金を貰って記事を書くならば、そして金を払って記事を書いてもらったならば、このくらいはライターも編集者(校閲者?)もチェックして然るべきじゃないでしょうか。というか常識的に考えて250kgも重くなるのに何もしないわけがないでしょう。まさかとは思いますが、ファイナルギアが何か知らないわけではないですよね。そしてもっと言えば、タイヤサイズも調べる必要があるんですけどね。

そこでジェイド・ターボへの期待が膨らむわけです。新型ステップワゴンに搭載されているのは同じ1.5Lエンジンですが、ハイブリッドの代わりにターボが与えられています。7速DCTの代わりにCVTとなります。ジェイドではエンジンとモーターを組み合わせたシステム出力は152psですが、ステップワゴンは150psとなっています。なんだかジェイドのほうが優勢な気がしなくもありません。

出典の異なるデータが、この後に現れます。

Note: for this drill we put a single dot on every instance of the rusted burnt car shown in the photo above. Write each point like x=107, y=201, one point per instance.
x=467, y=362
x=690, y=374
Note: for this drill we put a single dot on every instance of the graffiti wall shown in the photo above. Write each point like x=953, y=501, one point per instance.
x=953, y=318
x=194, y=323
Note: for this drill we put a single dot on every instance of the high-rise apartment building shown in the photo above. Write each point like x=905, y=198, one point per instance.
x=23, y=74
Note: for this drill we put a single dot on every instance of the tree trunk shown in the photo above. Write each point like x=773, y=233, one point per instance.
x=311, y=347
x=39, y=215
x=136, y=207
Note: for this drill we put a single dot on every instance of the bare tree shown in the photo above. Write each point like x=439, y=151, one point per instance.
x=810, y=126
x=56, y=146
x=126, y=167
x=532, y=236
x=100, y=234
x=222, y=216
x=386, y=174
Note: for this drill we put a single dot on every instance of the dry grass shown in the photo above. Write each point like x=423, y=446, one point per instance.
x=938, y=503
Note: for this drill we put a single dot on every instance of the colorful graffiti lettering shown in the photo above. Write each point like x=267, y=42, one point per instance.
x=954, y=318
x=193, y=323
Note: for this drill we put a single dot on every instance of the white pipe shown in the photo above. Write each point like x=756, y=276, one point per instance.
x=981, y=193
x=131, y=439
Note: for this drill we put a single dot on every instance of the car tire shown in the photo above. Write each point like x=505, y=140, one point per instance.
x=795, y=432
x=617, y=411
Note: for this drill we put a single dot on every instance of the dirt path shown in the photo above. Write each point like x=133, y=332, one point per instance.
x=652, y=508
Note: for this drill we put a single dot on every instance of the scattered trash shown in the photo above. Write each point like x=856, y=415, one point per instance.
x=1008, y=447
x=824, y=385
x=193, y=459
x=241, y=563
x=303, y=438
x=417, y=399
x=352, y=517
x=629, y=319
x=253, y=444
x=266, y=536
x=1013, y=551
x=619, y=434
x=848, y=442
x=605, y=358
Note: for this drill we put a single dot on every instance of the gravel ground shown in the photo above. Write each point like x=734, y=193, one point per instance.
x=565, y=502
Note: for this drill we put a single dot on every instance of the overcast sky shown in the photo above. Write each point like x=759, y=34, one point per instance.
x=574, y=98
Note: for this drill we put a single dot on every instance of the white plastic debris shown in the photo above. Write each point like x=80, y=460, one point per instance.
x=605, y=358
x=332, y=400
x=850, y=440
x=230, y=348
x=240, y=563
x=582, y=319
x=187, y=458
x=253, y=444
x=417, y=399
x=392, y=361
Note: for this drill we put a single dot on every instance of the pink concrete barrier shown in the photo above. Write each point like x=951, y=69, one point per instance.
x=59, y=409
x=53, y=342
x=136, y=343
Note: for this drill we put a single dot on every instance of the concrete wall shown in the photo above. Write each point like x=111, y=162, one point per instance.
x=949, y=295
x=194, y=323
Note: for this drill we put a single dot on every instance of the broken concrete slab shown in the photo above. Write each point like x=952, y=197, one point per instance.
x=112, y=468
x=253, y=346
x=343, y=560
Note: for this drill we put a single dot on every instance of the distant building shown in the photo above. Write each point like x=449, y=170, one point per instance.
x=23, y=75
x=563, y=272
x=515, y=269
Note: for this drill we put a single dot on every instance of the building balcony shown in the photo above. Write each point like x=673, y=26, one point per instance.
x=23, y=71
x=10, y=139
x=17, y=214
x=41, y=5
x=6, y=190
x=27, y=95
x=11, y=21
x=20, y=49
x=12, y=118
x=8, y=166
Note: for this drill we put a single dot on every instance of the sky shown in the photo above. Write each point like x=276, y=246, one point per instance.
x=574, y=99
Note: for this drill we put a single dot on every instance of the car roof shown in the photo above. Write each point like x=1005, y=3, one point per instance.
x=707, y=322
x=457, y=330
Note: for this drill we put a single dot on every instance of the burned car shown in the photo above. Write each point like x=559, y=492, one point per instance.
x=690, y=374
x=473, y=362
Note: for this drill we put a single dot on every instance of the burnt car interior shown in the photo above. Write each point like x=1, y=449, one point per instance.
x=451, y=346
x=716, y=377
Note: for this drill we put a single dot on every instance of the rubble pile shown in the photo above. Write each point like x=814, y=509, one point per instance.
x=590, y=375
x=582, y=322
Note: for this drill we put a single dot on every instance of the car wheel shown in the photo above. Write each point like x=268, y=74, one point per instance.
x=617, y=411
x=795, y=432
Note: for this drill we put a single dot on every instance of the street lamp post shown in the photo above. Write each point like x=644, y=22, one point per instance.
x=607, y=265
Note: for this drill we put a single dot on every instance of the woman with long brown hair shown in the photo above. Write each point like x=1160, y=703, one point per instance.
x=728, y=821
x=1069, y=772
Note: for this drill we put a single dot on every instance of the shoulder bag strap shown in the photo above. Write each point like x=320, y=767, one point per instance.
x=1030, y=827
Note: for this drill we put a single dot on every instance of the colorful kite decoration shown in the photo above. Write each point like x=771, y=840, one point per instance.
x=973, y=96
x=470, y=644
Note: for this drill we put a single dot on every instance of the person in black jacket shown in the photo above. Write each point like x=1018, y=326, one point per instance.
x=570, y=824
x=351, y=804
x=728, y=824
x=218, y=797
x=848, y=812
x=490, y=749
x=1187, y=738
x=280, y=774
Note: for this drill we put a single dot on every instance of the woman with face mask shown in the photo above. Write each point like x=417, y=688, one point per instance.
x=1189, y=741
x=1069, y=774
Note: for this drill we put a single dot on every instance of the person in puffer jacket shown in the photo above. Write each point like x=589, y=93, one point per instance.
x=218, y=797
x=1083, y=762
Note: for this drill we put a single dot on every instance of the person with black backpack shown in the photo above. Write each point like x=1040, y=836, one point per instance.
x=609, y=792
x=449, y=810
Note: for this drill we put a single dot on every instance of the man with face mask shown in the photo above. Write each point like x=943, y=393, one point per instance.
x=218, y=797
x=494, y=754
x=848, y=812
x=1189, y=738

何が優勢なのか意味が分かりません。まったく違う二車種を引き合いに出して最高出力だけ比べて優勢とかどうとか言われても…。加速性能のみに言及したかったのだとしても、車重とかギア比とかトルクカーブとか無視なのは何故でしょうか。まあ、トルクカーブはメーカーが公開してない(だろう)のでしょうがないのかもしれませんがもうちょっと突っ込んで書いて貰えないですかね。

ただ唯一の例外として、ホンダの軽自動車にはノーマルもターボもあります。例えばN-WGNカスタムだと、ほぼ同じ装備のターボモデルは5万円高に設定されています。N/の場合には13万円高です。軽自動車から引用するのは違うかもしれませんが、おそらくハイブリッドよりも20万円くらい低い価格設定、つまりベースモデルが250万円くらいになるではないでしょうか。

ここに至っては単純に文章が稚拙すぎます。「違うかもしれませんが」って…。N-WGN、N Slashを引き合いに出してジェイドのターボモデルが20万高というのも説明になっていません。根拠が無いので軽自動車を引き合いに出す意味がありません。情報量としてはどっかのオッサンがただ「20万高くらいかな~」とつぶやいたのと大差ありません。分からんなら書かなきゃいいと思うのですが、どうでしょうか。